Mondo Marcio nella cover appare senza maglia e il tatuaggio è in primo piano.
Premetto che non è una cosa voluta, non c’è voglia di ostentare. Abbiamo fatto uno shooting in bianco e nero perché ci tenevamo a fare una cosa semplice, rappresentare questa cosa del togliermi
determinate maschere, quindi la metafora di apparire senza maglia è mettersi nudo in un album.
Ci parla dei suoi tattoo?
I tatuaggi sono una cosa che mi affascina perché fondamentalmente è una cosa che ti fai una volta e ti dura per tutta la vita.
Bella responsabilità.
Per prima cosa devi scegliere bene cosa ti stai facendo. A me piace la somiglianza che hanno con la musica.
In che senso?
Fondamentalmente il tatuaggio è un qualcosa che si è inventato l’uomo per ricordare e comunicare, qualcosa per fissare nel tempo un elemento che diventa per sempre. Per quanto riguarda la mia vita sarà presente così come una canzone.
Da qui la fascinazione.
Sì.

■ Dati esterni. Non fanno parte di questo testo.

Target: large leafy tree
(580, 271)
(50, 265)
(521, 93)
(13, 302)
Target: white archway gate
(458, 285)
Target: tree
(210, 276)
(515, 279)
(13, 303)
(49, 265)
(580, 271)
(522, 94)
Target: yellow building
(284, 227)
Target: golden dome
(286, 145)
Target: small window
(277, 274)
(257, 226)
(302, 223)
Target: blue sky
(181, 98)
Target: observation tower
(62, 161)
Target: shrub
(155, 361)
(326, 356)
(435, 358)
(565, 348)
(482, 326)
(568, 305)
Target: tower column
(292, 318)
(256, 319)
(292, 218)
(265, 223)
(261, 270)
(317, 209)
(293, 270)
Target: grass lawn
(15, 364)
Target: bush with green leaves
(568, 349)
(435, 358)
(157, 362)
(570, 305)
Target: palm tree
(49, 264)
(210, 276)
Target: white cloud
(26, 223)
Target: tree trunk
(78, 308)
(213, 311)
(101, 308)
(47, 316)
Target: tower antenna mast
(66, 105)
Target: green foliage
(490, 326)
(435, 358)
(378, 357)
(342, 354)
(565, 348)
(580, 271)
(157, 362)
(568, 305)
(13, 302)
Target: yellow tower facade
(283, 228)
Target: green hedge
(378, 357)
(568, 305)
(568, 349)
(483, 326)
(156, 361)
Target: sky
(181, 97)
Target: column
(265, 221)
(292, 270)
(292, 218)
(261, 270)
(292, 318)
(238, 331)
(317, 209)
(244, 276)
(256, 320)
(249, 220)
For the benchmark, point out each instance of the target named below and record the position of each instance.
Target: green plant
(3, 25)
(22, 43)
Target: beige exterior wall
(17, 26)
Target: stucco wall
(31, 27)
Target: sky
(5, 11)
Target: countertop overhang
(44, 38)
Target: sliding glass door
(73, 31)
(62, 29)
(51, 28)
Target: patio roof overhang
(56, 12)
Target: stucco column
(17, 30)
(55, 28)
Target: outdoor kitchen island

E' un continuare il tuo viaggio con qualcosa che rimane sempre lì con te così come può essere una bella canzone o un ricordo.
Come ci presenta La Freschezza del Marcio?
Il disco è figlio di una ricerca musicale durata molto tempo. Il panorama italiano non è molto vario, così sono andato a caccia di suoni originali e non banali. Non ho cercato un producer o collaborazioni con nomi famosi, ma ho semplicemente dato priorità alla musica.
Una mossa forte.
Oggi sono molto più coraggioso rispetto al passato e ho deciso di spogliarmi di tutto facendo un quadro di me stesso. In questo album mostro tutti i miei lati scattando la fotografia della mia persona.
Come è nato il singolo omonimo?
Ero a New York, seduto sul divano e ancora un po’ stordito dal jet lag del volo. In quel momento stavo guardando un film di Starsky & Hutch in tv e mi è improvvisamente venuta voglia di riproporre il groove anni ’70 nel 2016.
Questo album raccoglie molte influenze.
Ho sempre ascoltato un po’ di tutto, dal rock dei Green Day al soul passando per il jazz e la Motown. Nell’album c’è il coraggio di far uscire questi suoni: Lost in the worlds, ad esempio, è nato a Londra dall’incontro con un fonico greco e un artista del luogo nei quali ho ritrovato la mia stessa voglia di fare musica.
Qual è la situazione musicale in Italia?
Se vuoi avere successo devi provenire dall’estero o essere passato attraverso una vetrina. In passato era diverso, ad esempio Lucio Dalla e Renato Zero dicevano qualunque cosa volessero, oggi c’è più paura e vige la regola letale che vali quanto il tuo ultimo singolo. Avere coraggio fa bene alla musica.
Il rap in Italia?
C’è un po’ troppo protagonismo, negli ultimi anni il rap è esploso ma oggi si parla di rap più come fenomeno che genere.
Chi è il suo pubblico?
Chiunque vorrà ascoltarmi, non voglio pensare a un pubblico preciso.
Come è cambiato dal primo enorme successo del 2006?
A sedici anni scattavo fotografie della mia vita, ora faccio la stessa cosa ho dieci anni in più.